Рамсеса III трижды переносили с одного места на другое. Путешествуют
Яхмес, Аменхотеп I, Тутмес II и даже Рамсес Великий. В конце концов из-за
нехватки надежных убежищ они попадают втроем в одну гробницу. "В 14-й год
третьего месяца второго времени года на 6-й день Осирис, царь Усермара
(Рамсес II), был принесен и захоронен в гробнице Осириса, царя Менмаатра
(Сети I), верховным жрецом Амона - Пайноджемом".
Но и здесь нельзя поручиться за их безопасность: Сети I и Рамсеса II
кладут в могилу царицы Инхапи. В могиле Аменхотепа II оказалось в конце
концов не менее тринадцати царских мумий. Других при первом удобном случае
извлекали из первоначальных мест захоронения или из убежищ, где они были
спрятаны, выносили по пустынной, одинокой тропинке, вьющейся по склону горы
(ее можно увидеть и сейчас), из Долины царей и хоронили в могиле, высеченной
в скалах Деир аль-Бахари, неподалеку от гигантского храма, который начала
строить царица Хатшепсут, несчастная соправительница и сестра Тутмеса III.
Здесь мумии пролежали никем не потревоженные три тысячи лет. Точное
местонахождение захоронения было, очевидно, забыто; в этом, вероятно,
сыграла свою роль одна их тех случайностей, благодаря которым после первого,
в общем поверхностного, ограбления осталась непотревоженной гробница
Тутанхамона: например, сильный ливень, после которого вход в часть долины
оказался занесенным глиной. Другой случайности - путешествию уже в наши дни
американского коллекционера в Луксор - мы обязаны тем, что эта колоссальная
общая гробница фараонов была обнаружена в 1875 году нашей эры.
Глава 15
МУМИИ
История Долины царей теряется во тьме столетий. "Сейчас нам трудно
представить себе, - пишет Картер, - как выглядела эта пустынная долина,
населенная призраками, в существовании которых египтяне не сомневались. Ее
подземные галереи были ограблены и опустошены, входы во многие из них
открыты и служили убежищем для лисиц, сов и летучих мышей. Но и ограбленная,
опустевшая, скорбная Долина не утратила своего романтического очарования.
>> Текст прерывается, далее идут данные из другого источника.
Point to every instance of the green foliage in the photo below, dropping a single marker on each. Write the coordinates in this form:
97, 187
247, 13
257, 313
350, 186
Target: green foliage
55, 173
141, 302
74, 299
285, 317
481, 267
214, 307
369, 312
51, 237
Она по-прежнему оставалась Священной Долиной царей и, вероятно, продолжала
привлекать толпы любопытных и чувствительных посетителей. Кроме того,
некоторые гробницы Долины во времена правления Осоркона (900 годы до н. э.)
вновь использовались для погребения жриц".
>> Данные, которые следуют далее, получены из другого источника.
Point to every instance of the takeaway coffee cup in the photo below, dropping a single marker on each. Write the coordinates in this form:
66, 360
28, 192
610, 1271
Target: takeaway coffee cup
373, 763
Через тысячу лет Долина царей была заселена первыми
отшельниками-христианами, которые устроили себе кельи в пустых сирингах.
"Блеск и роскошь царей уступили место смиренной бедности. Пышная усыпальница
фараона превратилась в тесную келью отшельника".
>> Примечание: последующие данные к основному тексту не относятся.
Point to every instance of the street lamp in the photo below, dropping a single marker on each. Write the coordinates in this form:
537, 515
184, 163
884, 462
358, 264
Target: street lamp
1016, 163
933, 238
Но и это изменилось. Традиция предназначила Долину царей служить
убежищем одновременно и для царей и для грабителей. В 1743 году английский
путешественник Ричард Пикок составил ее первое современное описание; гидом
ему служил какой-то шейх, Пикоку удалось осмотреть четырнадцать открытых
могил. (Страбону, как мы уже упоминали, было известно сорок, сейчас
насчитывают шестьдесят одну.) Район этот был ненадежным. На холмах Курны
раскинула свой лагерь шайка разбойников. Двадцать шесть лет спустя Долину
царей посетил Джеме Брюс. Вот что он рассказывает в своих записках об одной
попытке выкурить грабителей из их нор: "Все они объявлены вне закона и
подлежат, если их удастся где-либо схватить, смертной казни. Осман-бей,
прежний наместник Гиргэ, не желая более терпеть безобразий, творимых этими
людьми, приказал набрать сухого хворосту и осадил вместе со своими солдатами
ту часть горы, где жило большинство этих отверженных; он приказал завалить
хворостом все их пещеры и поджечь его; большинство разбойников погибло.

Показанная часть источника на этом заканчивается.